The same approach of computing time deltas between the events data.received
and data.saved
to explore write timeseries.
# Dataset
def is_write_valid(series):
if series['event'] == 'data.saved':
return series['prev_event'] == 'data.received' and series['next_event'] == 'task.get'
return None
order_state_df['is_write_valid'] = order_state_df.apply(is_write_valid, axis=1)
# Table
order_state_df[['event', 'is_write_valid']]\
.loc[lambda df: df['event'] == 'data.saved', :]\
.value_counts(dropna=False)\
.reset_index()\
.to_markdown(index=False)
event | is_write_valid | |
---|---|---|
data.saved | True | 25977 |
We see that all the data writes are valid and can be included into timeseries. Let's plot those time deltas per thread as we know from the network latency exploration that workload per a thread type differs a lot.
# Dataset
write_diffs = order_state_df.assign(prev_event_timestamp=lambda df: df['timestamp'].shift(1))\
.loc[lambda df: df['event']=='data.saved', :]\
.loc[lambda df: df['is_write_valid'] == True]\
.assign(write_time=lambda df: df['timestamp'] - df['prev_event_timestamp'])\
.assign(write_time_sec=lambda df: df['write_time'].dt.total_seconds())\
.loc[:, ['timestamp', 'thread_name', 'write_time_sec']]
# Plot
sns.relplot(kind='line', data=write_diffs, x='timestamp', y='write_time_sec', col='thread_name', col_wrap=2)
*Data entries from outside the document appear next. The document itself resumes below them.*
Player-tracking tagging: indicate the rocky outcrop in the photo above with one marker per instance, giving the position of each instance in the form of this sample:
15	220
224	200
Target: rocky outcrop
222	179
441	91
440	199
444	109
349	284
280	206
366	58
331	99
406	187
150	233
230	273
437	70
- Obviously, Producers didn't write as intensive as Consumers, the producer lines don't lay high on Y axis.
- Next thing, i see a few patterns in their writeload, the first is the beginning of each chart that looks more dense than the rest, the writes are intensive there.
- The second is at around
12:45
on the3th, 4th, 6th, 10th, 12th
consumer subplots, we see the write spikes, almost a half of Consumers were affected by long write time.
Anomalies detection. Quantiles 0.99, 0.95, 0.75
There are numbers of techniquies to detect the values we should pay attention to. The general and easy one is to find values that are bigger than the 99%
, 95%
, 75%
of others, in other words we visualize here writes that are longer than others in context of a sample statistics, the sample is Consumer-6
data writes.
The full fledged tool to visualize anomalies with a set of different ways and parameters, and very simple at the same time, is adtk . Let's take it into action and build those three quantile plots.
# Dataset
from adtk.data import validate_series
from adtk.detector import QuantileAD
validated_write_diffs = validate_series(write_diffs.set_index('timestamp'))
cons6_write_sec = validated_write_diffs[validated_write_diffs['thread_name'] == 'Consumer-6'].loc[:, 'write_time_sec']
# Plots
from adtk.visualization import plot as _plot
plot = lambda series, anomalies: _plot(series, anomaly=anomalies, ts_linewidth=1, ts_markersize=2, anomaly_markersize=3, anomaly_color='tab:red', anomaly_tag="marker", legend=False)
anomalies = QuantileAD(high=0.99).fit_detect(cons6_write_sec)
plot(cons6_write_sec, anomalies)
anomalies = QuantileAD(high=0.95).fit_detect(cons6_write_sec)
plot(cons6_write_sec, anomalies)
anomalies = QuantileAD(high=0.75).fit_detect(cons6_write_sec)
plot(cons6_write_sec, anomalies)
Quantile | Anomalies |
---|---|
99 |
|
95 |
|
75 |
Visually, i think the case of 95%
covers all the spikes and it means that we don't need to consider narrowing down to 75%
as the rest of values looks normal, only 5%
of writes take longer time than expected. So, 5%
is not that part of a whole to pay our time and investigate a reason that affects write time, it lets me say that the parser stays performant and is designed quite good.
Afterword
All the considered subjects can be applied to a typical parser as it works with the network resources and disk writes in parallel. In this specific case, i didn't suppose that Producers work will be very volatile.